After months and months of contemplating unemployment, of having to explain myself to dozens and dozens of accusatory faces, I was finally on the other side. I watched neurotic try-hards like me and George line up in front of my booth, hand me their resumes, and give me some nervous spiel about why I, Oculus VR, should hire them. Some were good enough that all they needed to give me was their resume. Usually, the ones that had big, fancy monologues were trying too hard, and it took me only a glance at their work experiences and some quick questions to see why. If there’s one lesson I’ve learned from this whole experience, it’s to not try so damn hard to get what you want. If you’re bright-eyed, genuine and deserving, the world will eventually turn the way it needs to ensure things work out in the end.

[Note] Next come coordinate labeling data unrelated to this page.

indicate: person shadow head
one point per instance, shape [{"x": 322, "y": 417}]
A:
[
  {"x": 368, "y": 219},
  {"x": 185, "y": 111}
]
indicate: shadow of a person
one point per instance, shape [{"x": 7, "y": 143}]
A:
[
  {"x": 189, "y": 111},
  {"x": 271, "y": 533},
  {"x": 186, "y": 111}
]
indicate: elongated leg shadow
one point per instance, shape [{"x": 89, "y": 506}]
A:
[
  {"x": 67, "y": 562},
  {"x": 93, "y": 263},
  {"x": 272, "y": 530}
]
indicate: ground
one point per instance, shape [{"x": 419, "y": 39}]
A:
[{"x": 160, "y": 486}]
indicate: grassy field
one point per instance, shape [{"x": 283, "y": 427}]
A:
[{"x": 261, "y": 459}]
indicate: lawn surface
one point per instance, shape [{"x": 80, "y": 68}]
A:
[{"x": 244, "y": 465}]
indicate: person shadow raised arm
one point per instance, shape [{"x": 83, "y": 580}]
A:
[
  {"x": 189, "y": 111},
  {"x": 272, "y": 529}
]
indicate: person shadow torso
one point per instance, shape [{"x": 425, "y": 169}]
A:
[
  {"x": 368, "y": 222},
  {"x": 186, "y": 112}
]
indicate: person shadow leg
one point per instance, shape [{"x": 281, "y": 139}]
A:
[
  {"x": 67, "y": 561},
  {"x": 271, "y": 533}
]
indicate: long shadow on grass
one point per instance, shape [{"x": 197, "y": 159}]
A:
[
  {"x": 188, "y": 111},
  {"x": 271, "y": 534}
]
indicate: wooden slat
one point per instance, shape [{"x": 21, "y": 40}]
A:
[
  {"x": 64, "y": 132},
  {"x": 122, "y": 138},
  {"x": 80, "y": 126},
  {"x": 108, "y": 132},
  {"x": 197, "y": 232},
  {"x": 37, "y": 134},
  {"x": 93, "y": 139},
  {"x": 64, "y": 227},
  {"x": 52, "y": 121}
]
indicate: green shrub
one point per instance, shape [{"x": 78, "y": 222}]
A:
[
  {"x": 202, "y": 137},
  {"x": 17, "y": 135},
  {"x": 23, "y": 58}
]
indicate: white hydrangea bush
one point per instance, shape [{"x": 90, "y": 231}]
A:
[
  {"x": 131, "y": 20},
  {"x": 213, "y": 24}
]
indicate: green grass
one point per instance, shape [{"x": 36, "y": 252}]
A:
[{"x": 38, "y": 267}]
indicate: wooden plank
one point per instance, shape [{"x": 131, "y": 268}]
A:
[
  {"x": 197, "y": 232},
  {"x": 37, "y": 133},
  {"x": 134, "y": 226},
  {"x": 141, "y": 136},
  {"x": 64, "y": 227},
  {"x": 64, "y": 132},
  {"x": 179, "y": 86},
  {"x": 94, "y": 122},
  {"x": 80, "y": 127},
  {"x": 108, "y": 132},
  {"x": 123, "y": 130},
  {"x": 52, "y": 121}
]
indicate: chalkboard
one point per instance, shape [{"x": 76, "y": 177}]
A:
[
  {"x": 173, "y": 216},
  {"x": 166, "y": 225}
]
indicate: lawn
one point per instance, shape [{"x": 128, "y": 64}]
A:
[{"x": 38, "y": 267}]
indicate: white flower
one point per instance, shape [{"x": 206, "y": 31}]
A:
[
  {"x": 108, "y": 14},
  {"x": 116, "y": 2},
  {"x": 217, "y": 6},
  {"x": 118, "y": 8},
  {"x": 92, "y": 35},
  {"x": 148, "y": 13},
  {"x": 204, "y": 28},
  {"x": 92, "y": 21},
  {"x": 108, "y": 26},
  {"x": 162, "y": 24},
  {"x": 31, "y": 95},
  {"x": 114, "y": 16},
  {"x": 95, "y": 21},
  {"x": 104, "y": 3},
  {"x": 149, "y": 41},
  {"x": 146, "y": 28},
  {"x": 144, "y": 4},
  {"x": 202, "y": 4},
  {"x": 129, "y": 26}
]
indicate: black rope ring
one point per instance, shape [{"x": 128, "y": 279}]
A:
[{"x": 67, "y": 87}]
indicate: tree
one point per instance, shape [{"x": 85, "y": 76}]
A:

So in the end, representatives of the TOC, I hope you don’t judge me or my new company too harshly. Last fall, neither of us really knew what we were doing. We were young, nervous, desperate to make a good impression. Somehow, we both ended up getting misunderstood. By the spring, though, we think we have it figured out, and look forward to working with you in TOC’s and EOC’s to come. At least, I certainly do.

Of course, if you want it from the horse’s mouth, I encourage you to send me your concerns directly, and I’ll be sure to forward them to my guy Palmer ASAP. I hear we’re all getting together for drinks soon.

Amanda Watson returning to the EOC at Carnegie Mellon University after “the incident” as an official representative of Oculus.